TKIs,ICIs and FOLFOX-HAlC has shown high conversion success rates in unresectable hepatocellular carcinoma(uHCC) patients. This study aimed to evaluate the efficacy and safety of tislelizumab combined with TKIs and FOLFOX4-HAlC as first-line conversion therapy in this population.

Methods

Between April, 2021, and March, 2023, we retrospectively analyzed clinical data of patients with uHCC who underwent tislelizumab ,TKIs(Lenvatinib, Donafenib) and FOLFOX4-HAIC. The primary outcome included ORR, DCR, conversion resection rate (CRR) and TRAEs. Data were expressed as median (range).

Results

A total of 31 patients (27 male, 4 female) completed conversion therapy assessment until the last follow-up time (April 27, 2023). Lenvatinib was administered in 23 patients and donafinib in 8 patients. The patients were characterized with a median age of 54.2 years (34-75), 6 patient with BCLC stage B, 24 patients with BCLC stage C, and 1 patient with HCC postoperative recurrence with intrahepatic metastasis. According to mRECIST criteria, tumor shrinkage was observed in 30 patients, with an ORR of 93.5% (29/31, including 61.3%[19/31] complete response), DCR of 96.8%(30/31), and median time to response(mTTR) of 1.35months (0.7-3.0). Successful conversion was observed in 24 (77.4%) of 31 patients per mRECIST. As of cut-off date, the actual CRR and pathological complete response(pCR) were 29.0%(9/31)and 66.7% (6/9), respectively. There was no operative death, and 1 recurrence after operation.

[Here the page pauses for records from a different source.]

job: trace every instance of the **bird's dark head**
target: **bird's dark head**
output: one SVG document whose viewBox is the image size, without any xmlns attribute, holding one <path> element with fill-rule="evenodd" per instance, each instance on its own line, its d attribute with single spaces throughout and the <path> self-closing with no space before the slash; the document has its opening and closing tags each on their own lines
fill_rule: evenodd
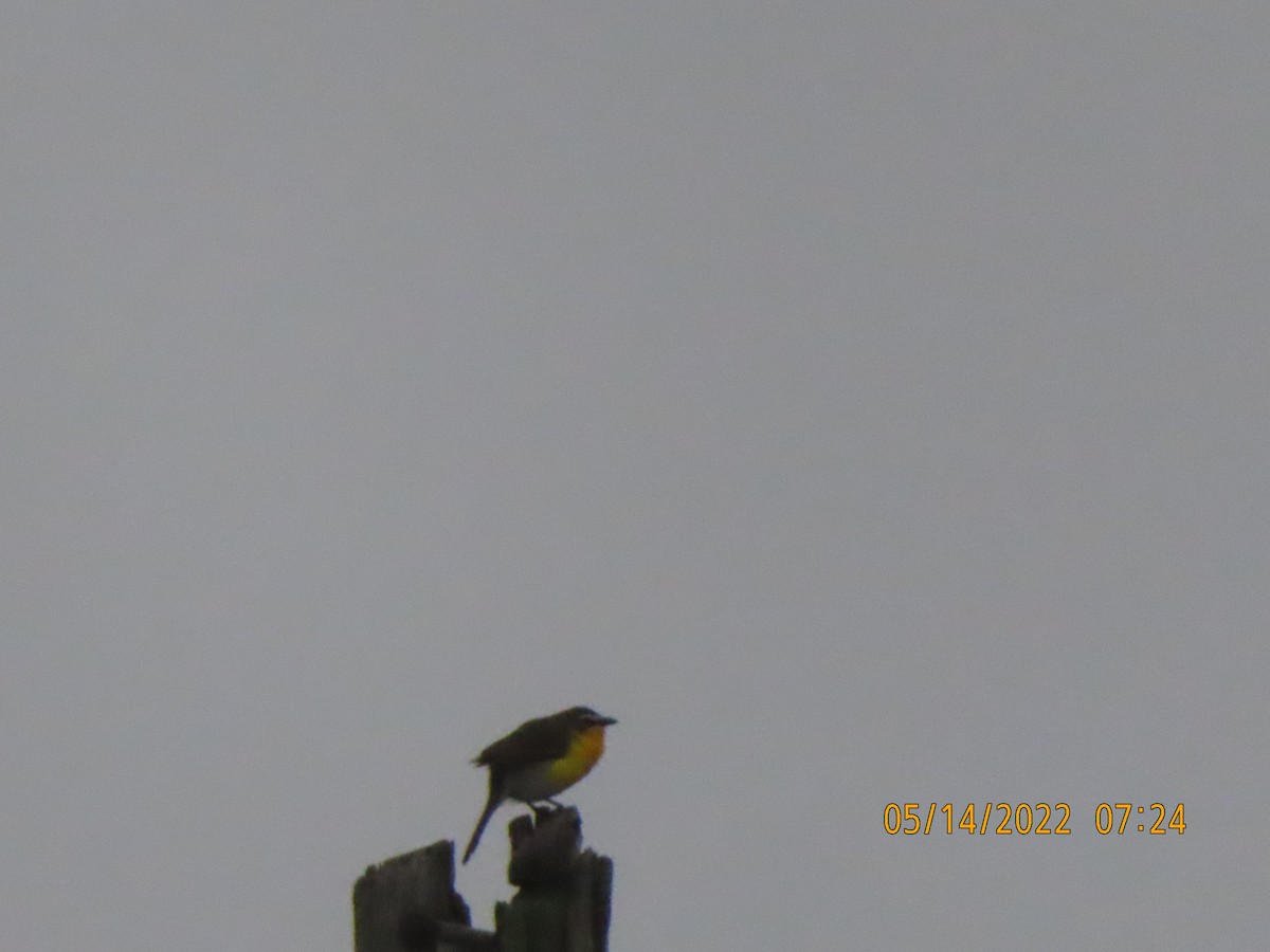
<svg viewBox="0 0 1270 952">
<path fill-rule="evenodd" d="M 607 727 L 612 724 L 617 724 L 617 718 L 605 717 L 601 713 L 596 713 L 589 707 L 570 707 L 564 713 L 569 724 L 575 730 L 588 730 L 589 727 Z"/>
</svg>

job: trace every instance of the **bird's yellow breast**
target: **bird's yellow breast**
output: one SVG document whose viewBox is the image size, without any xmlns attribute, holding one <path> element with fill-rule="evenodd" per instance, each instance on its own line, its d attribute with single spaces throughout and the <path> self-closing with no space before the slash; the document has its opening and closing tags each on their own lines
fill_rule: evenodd
<svg viewBox="0 0 1270 952">
<path fill-rule="evenodd" d="M 551 764 L 551 781 L 560 790 L 572 787 L 596 765 L 605 753 L 605 729 L 601 725 L 578 731 L 569 741 L 565 755 Z"/>
</svg>

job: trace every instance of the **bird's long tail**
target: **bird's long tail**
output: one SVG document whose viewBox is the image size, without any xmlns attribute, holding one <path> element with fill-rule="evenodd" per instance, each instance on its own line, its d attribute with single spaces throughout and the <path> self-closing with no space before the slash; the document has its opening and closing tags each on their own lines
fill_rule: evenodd
<svg viewBox="0 0 1270 952">
<path fill-rule="evenodd" d="M 467 840 L 467 849 L 464 850 L 464 863 L 471 859 L 472 853 L 476 852 L 476 844 L 480 843 L 480 835 L 485 831 L 485 824 L 489 823 L 489 817 L 494 815 L 498 810 L 498 805 L 503 802 L 503 797 L 489 792 L 489 800 L 485 801 L 485 809 L 481 811 L 480 819 L 476 821 L 476 829 L 472 830 L 472 838 Z"/>
</svg>

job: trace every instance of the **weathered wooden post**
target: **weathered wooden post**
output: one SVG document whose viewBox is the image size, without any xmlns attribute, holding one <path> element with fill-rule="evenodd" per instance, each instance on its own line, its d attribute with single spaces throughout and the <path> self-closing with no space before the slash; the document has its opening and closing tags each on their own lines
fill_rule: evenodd
<svg viewBox="0 0 1270 952">
<path fill-rule="evenodd" d="M 518 816 L 508 833 L 508 881 L 518 890 L 494 908 L 495 933 L 471 928 L 455 891 L 455 844 L 441 840 L 372 866 L 357 881 L 354 952 L 607 952 L 613 863 L 579 852 L 578 811 Z"/>
</svg>

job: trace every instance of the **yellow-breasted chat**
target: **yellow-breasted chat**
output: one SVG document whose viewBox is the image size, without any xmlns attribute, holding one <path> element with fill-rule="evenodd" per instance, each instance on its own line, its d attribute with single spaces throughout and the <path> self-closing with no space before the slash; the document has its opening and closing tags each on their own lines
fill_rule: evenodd
<svg viewBox="0 0 1270 952">
<path fill-rule="evenodd" d="M 605 729 L 617 724 L 589 707 L 526 721 L 480 751 L 472 763 L 489 768 L 489 798 L 464 850 L 466 863 L 476 852 L 485 824 L 504 800 L 547 802 L 580 781 L 605 753 Z"/>
</svg>

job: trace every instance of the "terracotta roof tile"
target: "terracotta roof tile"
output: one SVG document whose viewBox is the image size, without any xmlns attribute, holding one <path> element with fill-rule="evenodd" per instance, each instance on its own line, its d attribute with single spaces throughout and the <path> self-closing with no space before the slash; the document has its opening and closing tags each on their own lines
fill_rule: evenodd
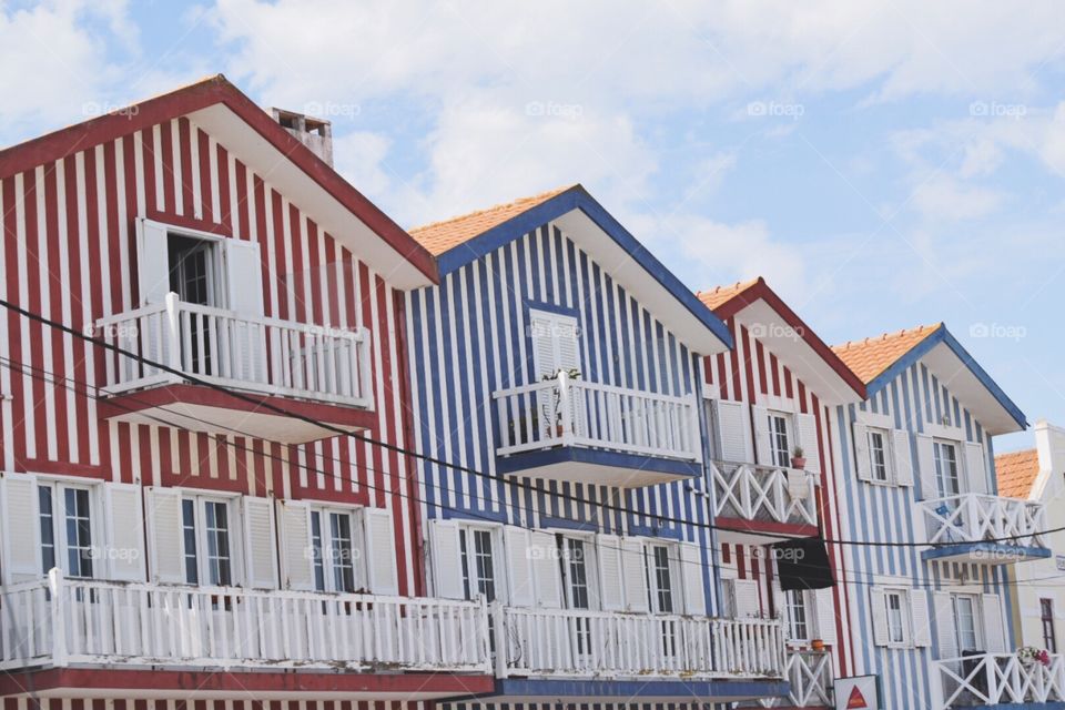
<svg viewBox="0 0 1065 710">
<path fill-rule="evenodd" d="M 710 291 L 698 291 L 696 292 L 696 295 L 708 308 L 713 311 L 718 306 L 731 301 L 737 294 L 741 294 L 751 286 L 755 285 L 759 281 L 760 278 L 739 281 L 730 286 L 718 286 L 716 288 L 711 288 Z"/>
<path fill-rule="evenodd" d="M 1032 485 L 1039 475 L 1039 456 L 1034 448 L 995 456 L 998 476 L 998 495 L 1010 498 L 1027 498 Z"/>
<path fill-rule="evenodd" d="M 531 197 L 521 197 L 506 204 L 497 204 L 486 210 L 478 210 L 457 217 L 433 222 L 423 226 L 408 230 L 410 236 L 420 242 L 422 246 L 429 250 L 434 256 L 439 256 L 444 252 L 452 250 L 464 242 L 484 234 L 494 226 L 498 226 L 518 216 L 523 212 L 528 212 L 532 207 L 547 202 L 555 195 L 566 192 L 575 185 L 557 187 L 548 192 L 532 195 Z"/>
<path fill-rule="evenodd" d="M 851 341 L 843 345 L 833 345 L 832 351 L 866 385 L 895 364 L 917 343 L 943 327 L 942 323 L 922 325 L 915 328 L 884 333 L 864 341 Z"/>
</svg>

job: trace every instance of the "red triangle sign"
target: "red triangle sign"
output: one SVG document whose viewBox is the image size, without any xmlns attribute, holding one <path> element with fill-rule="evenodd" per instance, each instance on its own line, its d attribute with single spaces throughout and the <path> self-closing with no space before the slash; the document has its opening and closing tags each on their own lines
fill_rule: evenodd
<svg viewBox="0 0 1065 710">
<path fill-rule="evenodd" d="M 865 702 L 865 696 L 862 694 L 862 691 L 858 689 L 858 686 L 851 689 L 851 697 L 846 700 L 846 710 L 853 710 L 854 708 L 868 708 L 869 703 Z"/>
</svg>

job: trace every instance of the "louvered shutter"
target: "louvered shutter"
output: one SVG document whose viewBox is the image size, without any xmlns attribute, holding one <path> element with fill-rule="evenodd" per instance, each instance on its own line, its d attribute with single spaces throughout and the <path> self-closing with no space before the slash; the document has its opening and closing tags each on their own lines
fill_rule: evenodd
<svg viewBox="0 0 1065 710">
<path fill-rule="evenodd" d="M 829 646 L 835 646 L 835 601 L 833 600 L 832 589 L 814 589 L 813 608 L 818 613 L 818 633 L 821 640 Z"/>
<path fill-rule="evenodd" d="M 532 557 L 536 604 L 547 609 L 558 609 L 562 606 L 562 572 L 558 565 L 555 536 L 534 531 L 529 535 L 529 547 L 536 550 Z"/>
<path fill-rule="evenodd" d="M 988 653 L 1006 652 L 1006 631 L 998 595 L 981 595 L 980 609 L 984 618 L 984 650 Z"/>
<path fill-rule="evenodd" d="M 625 576 L 625 609 L 650 611 L 642 540 L 632 537 L 621 538 L 621 570 Z"/>
<path fill-rule="evenodd" d="M 935 631 L 940 646 L 940 660 L 957 658 L 957 638 L 954 636 L 954 604 L 951 595 L 945 591 L 936 591 L 932 596 L 935 602 Z"/>
<path fill-rule="evenodd" d="M 965 442 L 965 478 L 971 493 L 987 493 L 987 462 L 984 458 L 984 447 L 974 442 Z"/>
<path fill-rule="evenodd" d="M 684 613 L 706 616 L 707 592 L 703 585 L 702 550 L 693 542 L 681 542 L 680 577 L 684 587 Z"/>
<path fill-rule="evenodd" d="M 532 584 L 532 560 L 549 550 L 532 548 L 529 530 L 514 526 L 503 529 L 504 545 L 507 548 L 507 579 L 510 594 L 509 604 L 514 607 L 531 607 L 536 604 L 536 588 Z"/>
<path fill-rule="evenodd" d="M 241 513 L 244 523 L 244 578 L 251 589 L 277 588 L 277 556 L 274 506 L 270 498 L 244 496 Z"/>
<path fill-rule="evenodd" d="M 103 485 L 111 579 L 144 581 L 144 507 L 139 484 Z"/>
<path fill-rule="evenodd" d="M 807 457 L 807 470 L 821 473 L 821 446 L 818 442 L 818 420 L 812 414 L 795 415 L 795 432 L 799 446 Z"/>
<path fill-rule="evenodd" d="M 277 525 L 282 585 L 286 589 L 313 590 L 315 550 L 311 540 L 311 507 L 303 500 L 278 499 Z"/>
<path fill-rule="evenodd" d="M 429 555 L 437 597 L 465 599 L 463 549 L 455 520 L 429 520 Z"/>
<path fill-rule="evenodd" d="M 392 513 L 383 508 L 363 508 L 362 514 L 366 587 L 375 595 L 396 596 L 399 594 L 399 574 Z"/>
<path fill-rule="evenodd" d="M 164 584 L 185 581 L 185 545 L 181 527 L 181 490 L 145 489 L 151 580 Z"/>
<path fill-rule="evenodd" d="M 917 475 L 921 477 L 921 499 L 934 500 L 939 498 L 933 442 L 932 437 L 925 434 L 917 434 Z"/>
<path fill-rule="evenodd" d="M 870 588 L 869 608 L 873 625 L 873 643 L 888 646 L 891 637 L 888 632 L 888 600 L 883 589 Z"/>
<path fill-rule="evenodd" d="M 748 453 L 750 409 L 743 402 L 713 400 L 714 420 L 717 422 L 718 456 L 721 460 L 731 463 L 748 463 L 751 456 Z"/>
<path fill-rule="evenodd" d="M 775 466 L 769 442 L 769 409 L 752 406 L 751 418 L 754 422 L 754 460 L 762 466 Z"/>
<path fill-rule="evenodd" d="M 596 536 L 596 557 L 599 560 L 599 599 L 604 611 L 625 609 L 621 538 L 617 535 Z"/>
<path fill-rule="evenodd" d="M 0 478 L 3 516 L 3 582 L 11 585 L 39 578 L 40 523 L 38 521 L 37 478 L 27 474 L 3 474 Z"/>
<path fill-rule="evenodd" d="M 910 453 L 910 433 L 895 429 L 891 433 L 894 480 L 900 486 L 913 485 L 913 456 Z"/>
<path fill-rule="evenodd" d="M 861 422 L 851 425 L 854 434 L 854 470 L 859 480 L 873 479 L 873 465 L 869 455 L 869 427 Z"/>
<path fill-rule="evenodd" d="M 929 592 L 910 590 L 910 618 L 913 621 L 913 645 L 932 646 L 932 620 L 929 617 Z"/>
</svg>

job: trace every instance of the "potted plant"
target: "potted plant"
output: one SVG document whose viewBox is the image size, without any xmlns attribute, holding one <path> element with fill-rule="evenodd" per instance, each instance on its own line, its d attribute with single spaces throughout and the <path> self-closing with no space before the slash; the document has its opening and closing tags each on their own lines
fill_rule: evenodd
<svg viewBox="0 0 1065 710">
<path fill-rule="evenodd" d="M 802 450 L 801 446 L 797 446 L 791 452 L 791 467 L 799 469 L 805 469 L 807 467 L 805 452 Z"/>
</svg>

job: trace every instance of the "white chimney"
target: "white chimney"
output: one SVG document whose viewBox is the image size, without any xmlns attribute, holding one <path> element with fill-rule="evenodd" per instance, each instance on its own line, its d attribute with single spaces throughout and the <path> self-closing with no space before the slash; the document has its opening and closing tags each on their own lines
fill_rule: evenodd
<svg viewBox="0 0 1065 710">
<path fill-rule="evenodd" d="M 312 153 L 333 166 L 333 124 L 322 119 L 315 119 L 295 111 L 271 109 L 274 121 L 283 129 L 306 145 Z"/>
</svg>

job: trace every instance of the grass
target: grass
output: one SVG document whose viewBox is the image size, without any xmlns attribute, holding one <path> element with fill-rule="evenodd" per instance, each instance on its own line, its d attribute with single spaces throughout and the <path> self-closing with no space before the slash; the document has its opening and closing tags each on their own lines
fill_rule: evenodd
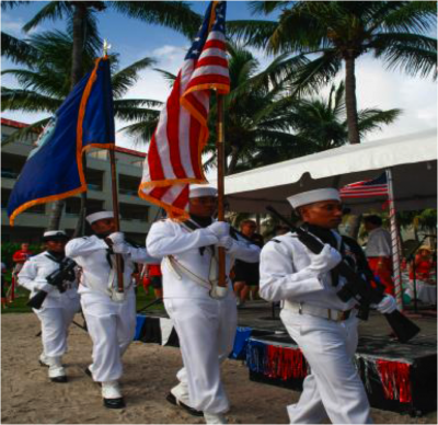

With a median follow-up time of 16.2 months, median progression-free survival(PFS) and overall survival(OS) were not reached. During the follow-up period, 9 patients developed disease progression with a median time to progression(mTTP) of 6.3 months (1-17.8), of whom 5 died due to disease progression. Most common TRAE was aspartate aminotransferase(AST) increased (26 patients, 83.8%).Grades 3 TRAEs occurred in 19 patients (61.3%). All TRAES were tolerable and manageable.

Conclusions

Tislelizumab combined with TKIs and FOLFOX4-HAIC showed high conversion rate and acceptable toxicity in the treatment of uHCC, suggesting that this combination could be considered as a new conversion strategy in this population.

Clinical trial identification

Editorial acknowledgement

Legal entity responsible for the study

Xilin Du.

Funding

Natural Science Basic Research Program of Shaanxi.

Disclosure

All authors have declared no conflicts of interest.